Max – bleibe bei mir! – ich mag's und will's nicht glauben, daß mich der Max verlassen kann!

Statt aller Antwort schwang sich Maximilian in den Sattel und ritt stumm und schweigend zum Gitterthor hinaus.

Das schöne junge Weib erbleichte und wurde dann dunkelroth; sie verschwand vom Fenster und schritt in den Hintergrund des Zimmers.

Was ist das – er compromittirt mich vor den Domestiken mit seiner Rücksichtslosigkeit! sagte zürnend die an Huldigungen gewöhnte Dame. Aber nachdem die kleine Aufwallung über solche Bärenhaftigkeit vorüber war, dachte sie mit Angst daran, daß ihrem Gatten etwas Unangenehmes zugestoßen sein könne, daß er vielleicht einen verdrießlichen Handel zu schlichten gegangen sei, den er ihr verborgen halten wolle.
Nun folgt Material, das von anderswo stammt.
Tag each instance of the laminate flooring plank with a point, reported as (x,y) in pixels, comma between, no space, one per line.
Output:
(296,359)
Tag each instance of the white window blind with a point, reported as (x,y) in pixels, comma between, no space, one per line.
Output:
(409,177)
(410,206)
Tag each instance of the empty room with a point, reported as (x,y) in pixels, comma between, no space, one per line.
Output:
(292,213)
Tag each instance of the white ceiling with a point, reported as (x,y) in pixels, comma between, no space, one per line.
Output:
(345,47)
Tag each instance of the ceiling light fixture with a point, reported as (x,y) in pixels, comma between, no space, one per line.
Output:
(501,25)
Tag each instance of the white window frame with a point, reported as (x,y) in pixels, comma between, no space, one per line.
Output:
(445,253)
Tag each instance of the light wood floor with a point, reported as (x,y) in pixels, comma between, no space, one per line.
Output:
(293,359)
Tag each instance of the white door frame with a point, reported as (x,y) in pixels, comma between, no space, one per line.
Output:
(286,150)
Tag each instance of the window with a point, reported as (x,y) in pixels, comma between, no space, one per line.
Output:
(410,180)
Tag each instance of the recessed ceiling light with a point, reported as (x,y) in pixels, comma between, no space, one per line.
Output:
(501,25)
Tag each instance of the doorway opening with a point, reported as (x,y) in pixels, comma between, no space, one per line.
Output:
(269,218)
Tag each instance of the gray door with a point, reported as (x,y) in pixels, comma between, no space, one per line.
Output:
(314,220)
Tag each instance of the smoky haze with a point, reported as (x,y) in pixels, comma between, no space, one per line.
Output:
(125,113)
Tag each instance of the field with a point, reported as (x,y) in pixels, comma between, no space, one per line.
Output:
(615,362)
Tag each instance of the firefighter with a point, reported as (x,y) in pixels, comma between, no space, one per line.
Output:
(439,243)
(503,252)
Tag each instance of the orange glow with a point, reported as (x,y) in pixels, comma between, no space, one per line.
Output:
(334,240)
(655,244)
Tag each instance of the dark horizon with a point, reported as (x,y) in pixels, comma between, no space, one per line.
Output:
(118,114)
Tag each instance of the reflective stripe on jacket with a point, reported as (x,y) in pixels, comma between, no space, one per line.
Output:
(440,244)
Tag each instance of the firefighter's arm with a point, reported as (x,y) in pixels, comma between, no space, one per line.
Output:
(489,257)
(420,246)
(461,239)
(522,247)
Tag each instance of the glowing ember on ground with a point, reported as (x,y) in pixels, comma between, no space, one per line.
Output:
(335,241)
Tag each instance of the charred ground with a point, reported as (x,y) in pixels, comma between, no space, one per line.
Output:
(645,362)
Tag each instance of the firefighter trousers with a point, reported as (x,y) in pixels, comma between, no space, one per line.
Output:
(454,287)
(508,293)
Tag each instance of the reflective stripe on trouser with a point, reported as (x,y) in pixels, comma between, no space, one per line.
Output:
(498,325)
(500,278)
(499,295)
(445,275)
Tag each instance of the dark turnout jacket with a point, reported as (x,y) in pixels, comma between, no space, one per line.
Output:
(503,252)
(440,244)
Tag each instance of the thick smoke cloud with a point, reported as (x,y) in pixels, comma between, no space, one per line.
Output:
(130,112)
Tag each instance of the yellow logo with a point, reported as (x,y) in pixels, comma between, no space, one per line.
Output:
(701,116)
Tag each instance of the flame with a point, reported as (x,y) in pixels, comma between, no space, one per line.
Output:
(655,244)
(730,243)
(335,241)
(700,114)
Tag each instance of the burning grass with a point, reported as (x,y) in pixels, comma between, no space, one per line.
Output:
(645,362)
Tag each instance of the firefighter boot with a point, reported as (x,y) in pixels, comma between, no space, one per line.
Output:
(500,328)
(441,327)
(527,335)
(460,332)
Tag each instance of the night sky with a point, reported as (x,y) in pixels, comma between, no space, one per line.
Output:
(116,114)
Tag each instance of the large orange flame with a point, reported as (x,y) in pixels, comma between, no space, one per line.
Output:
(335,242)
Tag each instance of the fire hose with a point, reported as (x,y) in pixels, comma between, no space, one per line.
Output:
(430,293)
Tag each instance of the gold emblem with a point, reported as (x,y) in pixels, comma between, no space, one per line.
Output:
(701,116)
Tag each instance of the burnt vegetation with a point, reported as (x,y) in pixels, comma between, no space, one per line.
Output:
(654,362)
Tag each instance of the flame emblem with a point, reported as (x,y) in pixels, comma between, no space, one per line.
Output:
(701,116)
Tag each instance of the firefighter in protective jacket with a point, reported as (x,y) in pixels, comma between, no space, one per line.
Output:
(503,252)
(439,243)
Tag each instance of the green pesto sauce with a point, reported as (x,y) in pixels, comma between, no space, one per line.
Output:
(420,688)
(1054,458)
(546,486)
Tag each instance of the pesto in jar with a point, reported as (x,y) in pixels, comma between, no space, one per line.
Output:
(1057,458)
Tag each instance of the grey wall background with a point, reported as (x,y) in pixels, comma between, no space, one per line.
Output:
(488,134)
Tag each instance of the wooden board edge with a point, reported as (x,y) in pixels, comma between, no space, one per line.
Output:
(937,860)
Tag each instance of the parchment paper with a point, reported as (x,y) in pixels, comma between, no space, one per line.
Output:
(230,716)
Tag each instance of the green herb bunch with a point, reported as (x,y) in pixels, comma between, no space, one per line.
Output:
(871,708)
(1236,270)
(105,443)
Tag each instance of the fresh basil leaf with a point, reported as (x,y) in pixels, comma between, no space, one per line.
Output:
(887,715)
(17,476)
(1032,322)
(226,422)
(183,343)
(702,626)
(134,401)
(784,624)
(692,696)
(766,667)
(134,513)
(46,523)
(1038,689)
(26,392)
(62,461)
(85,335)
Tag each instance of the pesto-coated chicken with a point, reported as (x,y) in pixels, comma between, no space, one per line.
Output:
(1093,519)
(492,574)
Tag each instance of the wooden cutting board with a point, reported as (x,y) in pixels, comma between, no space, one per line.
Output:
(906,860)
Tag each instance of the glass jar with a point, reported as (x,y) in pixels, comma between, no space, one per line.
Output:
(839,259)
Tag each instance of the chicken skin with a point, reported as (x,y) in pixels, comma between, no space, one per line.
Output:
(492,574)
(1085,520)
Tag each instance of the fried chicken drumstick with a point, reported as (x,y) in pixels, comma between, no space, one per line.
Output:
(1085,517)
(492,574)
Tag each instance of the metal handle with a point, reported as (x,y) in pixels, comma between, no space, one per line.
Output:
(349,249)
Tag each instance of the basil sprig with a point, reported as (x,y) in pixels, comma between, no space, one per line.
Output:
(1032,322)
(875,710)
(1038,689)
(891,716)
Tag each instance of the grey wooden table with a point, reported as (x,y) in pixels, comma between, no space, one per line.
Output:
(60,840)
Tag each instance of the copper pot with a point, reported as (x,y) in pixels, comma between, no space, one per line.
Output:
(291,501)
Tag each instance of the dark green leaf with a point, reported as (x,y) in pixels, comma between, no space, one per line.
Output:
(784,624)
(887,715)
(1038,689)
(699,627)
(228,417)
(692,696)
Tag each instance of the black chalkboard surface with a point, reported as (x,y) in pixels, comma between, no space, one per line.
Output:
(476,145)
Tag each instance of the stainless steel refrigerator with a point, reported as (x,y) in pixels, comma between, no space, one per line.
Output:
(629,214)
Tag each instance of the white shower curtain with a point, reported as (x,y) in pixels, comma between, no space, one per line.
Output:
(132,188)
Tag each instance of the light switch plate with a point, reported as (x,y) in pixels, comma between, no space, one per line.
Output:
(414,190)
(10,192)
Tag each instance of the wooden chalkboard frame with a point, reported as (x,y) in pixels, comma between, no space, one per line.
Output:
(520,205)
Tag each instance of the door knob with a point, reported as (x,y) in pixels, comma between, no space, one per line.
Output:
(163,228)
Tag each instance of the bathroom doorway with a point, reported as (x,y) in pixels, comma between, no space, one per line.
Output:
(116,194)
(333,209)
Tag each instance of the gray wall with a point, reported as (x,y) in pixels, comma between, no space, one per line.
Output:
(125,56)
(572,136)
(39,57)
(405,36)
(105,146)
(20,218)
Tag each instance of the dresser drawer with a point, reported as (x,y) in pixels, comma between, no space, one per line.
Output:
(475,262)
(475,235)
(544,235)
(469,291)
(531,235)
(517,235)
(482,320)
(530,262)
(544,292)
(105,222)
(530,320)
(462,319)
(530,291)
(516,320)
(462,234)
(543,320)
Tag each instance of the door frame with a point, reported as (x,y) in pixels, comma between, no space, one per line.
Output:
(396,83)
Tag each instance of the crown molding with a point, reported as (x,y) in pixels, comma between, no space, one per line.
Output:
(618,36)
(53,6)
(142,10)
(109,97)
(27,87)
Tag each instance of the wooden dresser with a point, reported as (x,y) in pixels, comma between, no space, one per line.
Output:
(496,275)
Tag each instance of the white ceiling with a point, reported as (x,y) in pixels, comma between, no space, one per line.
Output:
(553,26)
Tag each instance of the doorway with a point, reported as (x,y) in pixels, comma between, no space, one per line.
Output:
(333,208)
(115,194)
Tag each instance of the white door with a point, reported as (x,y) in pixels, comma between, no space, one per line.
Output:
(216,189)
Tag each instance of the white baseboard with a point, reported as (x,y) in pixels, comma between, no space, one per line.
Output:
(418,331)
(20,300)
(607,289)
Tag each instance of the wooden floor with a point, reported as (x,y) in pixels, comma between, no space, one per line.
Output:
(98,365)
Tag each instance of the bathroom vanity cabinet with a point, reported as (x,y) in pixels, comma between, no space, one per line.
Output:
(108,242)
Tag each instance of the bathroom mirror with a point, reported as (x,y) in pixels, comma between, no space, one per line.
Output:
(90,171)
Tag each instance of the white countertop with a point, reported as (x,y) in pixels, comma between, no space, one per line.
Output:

Marie! rief sie ihrem im Nebenzimmer beschäftigten Kammermädchen zu, erkundige dich augenblicklich bei den Stallleuten, wohin der Herr geritten ist!

Nachdem Marie gegangen, lehnte sie sinnend das rosige Haupt in ihren Fauteuil zurück; es sah auf dem schwellenden grünen Sammtpolster aus wie eine schöne Centifolie auf dunklem Blättergrunde. Das glänzende goldblonde Haar war an beiden Seiten der schmalen Stirn emporgestrichen und à la Marie Antoinette aufgeschlagen, so daß die zartgerundeten Wangen mit ihrem feinen Incarnat ganz frei geblieben und die blauen Adern an den Schläfen durch die sammtweiche und blendendweiße Haut schillerten. An ihrer schlanken Gestalt nieder fluteten die Falten einer Robe von silbergrauem Atlas, mit grünen Schleifen besetzt, und eine Brosche mit einem grünen Smaragd folgte den Wallungen des ungewöhnlich bewegten Busens. Sie war eine verführerische Erscheinung, die junge Frau, mit den trotzig unter der leicht gebogenen Nase aufgeworfenen Lippen, auf denen eine bitterböse Kriegserklärung zu schweben schien, ein »Dafür sollst du mir büßen!« – während doch auf der kindlich stark gewölbten Stirn eine Wolke der Sorge und der Angst ruhte.

Der Herr ist nach Mildenfurth geritten, meldete Marie zurückkehrend.

Nach Mildenfurth? So weit? Und heute – am Vorabend meines Namenstages? Unmöglich!

Der Reitknecht hat es im Stalle zurückgelassen.

Margarethens Unruhe wuchs, sie erhob sich und ging eine Weile auf und ab. Dann sagte sie:

Lege mir mein Reisekleid zurecht. Und laß den Kutscher sich bereit halten, ich werde morgen in der Frühe auch hinausfahren – in aller Frühe! Ja, vielleicht noch heute Abend!

Ich habe keine Lust, setzte sie für sich hinzu, morgen die Besuche zu empfangen und hundert Mal wiederholte spitze Fragen nach dem Herrn Gemahl zu beantworten. Daß wir Beide morgen draußen, kann Niemand auffallen!

Und dann setzte sie sich wieder und kehrte, um sich zu zerstreuen, zu ihrer Arbeit zurück … sie hatte vorhin gearbeitet; sie studirte ihrem Manne zu Lieb eifrig Spanisch, vor ihr lagen in gelben und rothen Heften die neuesten Erzeugnisse der spanischen Dramatiker des Tages, Werke von Rubi, Hartzenbusch, Lopez de Ayala und der geistreichen Sennorita Gertrud von Avellaneda; und neben ihr und auf Stühlen und Fauteuils waren Lexika und Grammatiken und rosenfarbene Papierblättchen, beschrieben mit Ausdrücken und Redewendungen, die sie ihrem lieblichen blonden Kopfe einprägen wollte, niedergelegt.

Aber nicht lange währte es, da hatte Marie die Reise-Toilette herbeigeschleppt, ein Stück nach dem andern; denn über jegliches war mit der Gebieterin zu berathschlagen; und so kam es, daß nach Verlauf einer unglaublich kurzen Zeit die Herrscherin »Mode« wieder ihr ganzes Recht im Frauengemach zurückerobert hatte und die Gelehrsamkeit tief unter den Chiffons begraben lag; der gestrenge Magister Grammaticus war von einer violetten, wie ein Opal schillernden Atlas-Mantille überhüllt, und der grundgelehrte Lexikolog war ins tiefste Dunkel zurückgewiesen, versteckt unter einer Robe von ungefärbter venetianischer Seide – die ganze Majestät spanischer Dichter-Grandezza war untergegangen im Flitter des Jahrhunderts!

Das ist ja das Neidenswerthe des Frauencharakters – groß ist der Schmerz, doch größer ist – die Heilkraft der Natur!